Жид бросился со всех ног исполнять требование сердитого пана.
Выпив рюмку водки, незнакомец поправил свой ус и произнес нарочито громко:
— А теперь, жиде, помоги мне оправить коня… отбился как-то в эту дьявольскую погоду от своих слуг, а сам, черт побери, не знаю, что с конем и делать.
— Служу ясному пану, — пролепетал жид и бросился к дверям, распахивая перед незнакомцем двери.
Лишь только Кудлай заметил намерение незнакомца выйти из комнаты, как с громким и свирепым лаем вскочил на ноги, собираясь броситься на него, так что Мазепе пришлось употребить значительное усилие, чтобы удержать рассвирепевшего пса.
— Ну, брат, здесь что-то неспроста! — произнес многозначительно Гордиенко, как только дверь за незнакомцем захлопнулась.
— Собака знает его! — отвечал взволнованным голосом Мазепа.

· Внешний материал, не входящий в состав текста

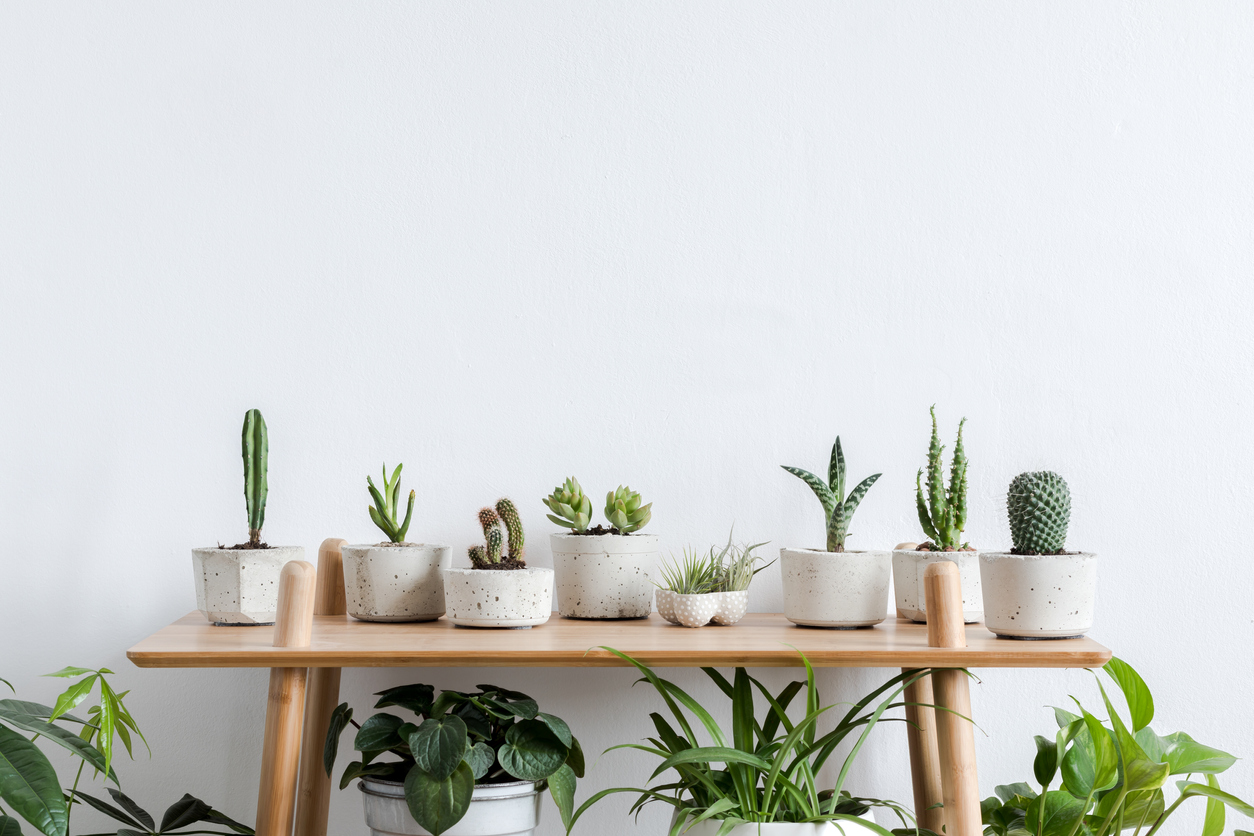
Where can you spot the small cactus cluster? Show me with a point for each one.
(838, 509)
(388, 504)
(943, 514)
(1038, 505)
(256, 464)
(500, 550)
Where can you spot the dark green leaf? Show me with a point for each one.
(438, 805)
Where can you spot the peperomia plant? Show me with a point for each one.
(388, 504)
(1111, 776)
(489, 736)
(943, 514)
(838, 509)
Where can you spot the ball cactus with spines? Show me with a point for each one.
(1038, 505)
(943, 512)
(625, 512)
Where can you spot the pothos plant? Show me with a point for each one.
(459, 740)
(1112, 776)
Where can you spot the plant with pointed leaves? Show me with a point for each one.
(489, 736)
(838, 509)
(943, 513)
(388, 504)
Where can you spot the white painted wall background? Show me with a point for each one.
(671, 245)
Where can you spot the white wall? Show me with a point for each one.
(671, 245)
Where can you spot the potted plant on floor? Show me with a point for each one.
(1038, 589)
(394, 580)
(602, 573)
(240, 584)
(943, 515)
(833, 587)
(469, 765)
(763, 778)
(499, 589)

— И, по–видимому, не с доброй стороны, — прибавил значительно Гордиенко, с удивлением смотря на все еще рвавшегося к двери рассвирепевшего Кудлая.
— Но где? Когда? Откуда может он знать этого шляхтича?

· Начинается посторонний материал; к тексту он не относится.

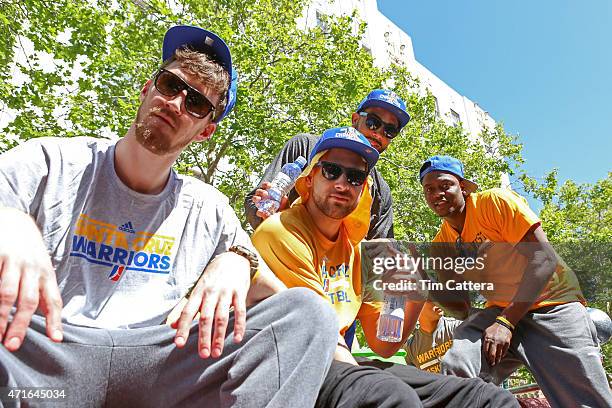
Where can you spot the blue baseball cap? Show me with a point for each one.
(208, 43)
(346, 138)
(387, 100)
(446, 164)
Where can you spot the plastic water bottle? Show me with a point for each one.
(282, 183)
(391, 319)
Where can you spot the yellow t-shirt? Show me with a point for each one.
(300, 256)
(502, 216)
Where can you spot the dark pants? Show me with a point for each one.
(380, 384)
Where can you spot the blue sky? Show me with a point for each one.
(542, 67)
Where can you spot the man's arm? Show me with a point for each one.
(264, 284)
(27, 277)
(27, 280)
(381, 224)
(455, 303)
(542, 263)
(299, 145)
(224, 284)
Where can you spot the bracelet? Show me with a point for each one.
(504, 322)
(344, 346)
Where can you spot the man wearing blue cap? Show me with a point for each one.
(535, 312)
(106, 238)
(315, 244)
(380, 117)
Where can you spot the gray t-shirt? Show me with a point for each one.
(425, 350)
(123, 259)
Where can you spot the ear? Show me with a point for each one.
(463, 191)
(145, 89)
(206, 133)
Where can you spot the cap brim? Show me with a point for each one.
(470, 186)
(368, 153)
(200, 40)
(402, 117)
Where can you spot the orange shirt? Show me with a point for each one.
(503, 217)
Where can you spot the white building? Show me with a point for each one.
(388, 43)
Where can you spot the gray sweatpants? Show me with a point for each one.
(286, 352)
(557, 343)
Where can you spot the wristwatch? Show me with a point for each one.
(249, 255)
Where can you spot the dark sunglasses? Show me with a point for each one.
(467, 250)
(196, 104)
(333, 171)
(374, 123)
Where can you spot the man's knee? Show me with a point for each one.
(457, 361)
(492, 396)
(313, 314)
(390, 391)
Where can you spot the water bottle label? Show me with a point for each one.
(282, 182)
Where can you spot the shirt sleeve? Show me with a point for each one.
(23, 175)
(299, 145)
(509, 213)
(381, 220)
(287, 255)
(231, 233)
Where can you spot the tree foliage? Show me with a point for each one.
(86, 62)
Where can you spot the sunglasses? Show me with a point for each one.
(333, 171)
(466, 250)
(374, 123)
(196, 104)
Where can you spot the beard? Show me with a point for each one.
(336, 211)
(151, 138)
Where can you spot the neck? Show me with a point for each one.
(457, 218)
(329, 227)
(138, 168)
(429, 326)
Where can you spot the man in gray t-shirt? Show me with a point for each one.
(105, 239)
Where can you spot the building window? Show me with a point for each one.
(320, 22)
(437, 107)
(455, 118)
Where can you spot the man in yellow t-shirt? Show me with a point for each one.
(431, 340)
(535, 312)
(315, 244)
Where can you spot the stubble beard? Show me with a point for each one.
(154, 141)
(336, 212)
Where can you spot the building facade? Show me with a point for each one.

Мазепа потер себе лоб рукой.
— С тех пор, как я его взял с хутора, он не отходит от меня и на два шага, а я вижу эту глупую рожу в первый раз.
Но Гордиенко не дослушал Мазепы.
— С хутора? — перебил он его. — А с какого же ты хутора достал собаку?

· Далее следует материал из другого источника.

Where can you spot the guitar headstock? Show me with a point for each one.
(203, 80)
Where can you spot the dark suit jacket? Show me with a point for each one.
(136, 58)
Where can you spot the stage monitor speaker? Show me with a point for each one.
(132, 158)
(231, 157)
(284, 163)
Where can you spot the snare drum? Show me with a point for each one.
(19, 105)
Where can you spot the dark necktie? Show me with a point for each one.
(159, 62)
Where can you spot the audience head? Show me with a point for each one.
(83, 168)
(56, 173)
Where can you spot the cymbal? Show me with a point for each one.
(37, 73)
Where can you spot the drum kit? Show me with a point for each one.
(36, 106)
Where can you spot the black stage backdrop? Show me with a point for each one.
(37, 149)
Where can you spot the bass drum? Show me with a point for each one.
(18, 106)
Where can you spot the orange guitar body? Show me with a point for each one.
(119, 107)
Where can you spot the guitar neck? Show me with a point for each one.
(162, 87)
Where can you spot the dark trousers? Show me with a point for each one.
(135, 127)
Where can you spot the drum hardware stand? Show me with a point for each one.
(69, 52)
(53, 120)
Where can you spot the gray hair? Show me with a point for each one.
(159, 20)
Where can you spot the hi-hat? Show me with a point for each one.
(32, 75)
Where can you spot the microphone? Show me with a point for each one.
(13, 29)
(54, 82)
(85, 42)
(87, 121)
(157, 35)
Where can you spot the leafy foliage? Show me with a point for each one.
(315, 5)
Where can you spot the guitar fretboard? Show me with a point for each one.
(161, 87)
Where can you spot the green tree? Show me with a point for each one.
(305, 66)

— Да с того самого хутора, с хутора Сыча. Разве я тебе никогда не говорил об этом? — изумился Мазепа и в коротких словах передал Гордиенко, как он, прискакавши на разоренный хутор Сыча, нашел в нем среди обглоданных волками скелетов единственное живое существо, а именно этого самого Кудлая, с перебитыми задними нога ми, израненного и почти умиравшего от голода, как они с Остапом подобрали его, отходили и как с тех пор Кудлай до такой степени привязался к нему, Мазепе, что не отходит от него никогда и на два шага. Но ужасное происшествие на хуторе, видимо, произвело на собаку потрясающее действие, она совершенно изменила свой характер, стала робка, пуглива, нелюдима, и вдруг — такая непонятная ненависть к этому неизвестному шляхтичу.
Гордиенко внимательно слушал Мазепу.
— Ну, брат! — вскрикнул он радостно, когда Мазепа окончил. — Собака с хутора Сыча, — теперь мне понятно все!
— Как, что? — произнес взволнованно Мазепа и невольно приподнялся с места.
— А вот что, — продолжал между тем, понизив голос, Гордиенко, — ты сам верно знаешь, что собаки всегда памятуют искалечивших их людей. И это главное, — запомни. С тех пор, как ты взял собаку к себе, ее никто не мог избить так, чтобы у нее это осталось в памяти и чтобы ты этого не знал, значит, это случилось с нею раньше и именно, когда она была на хуторе у Сыча. А кто же мог искалечить ее на хуторе?..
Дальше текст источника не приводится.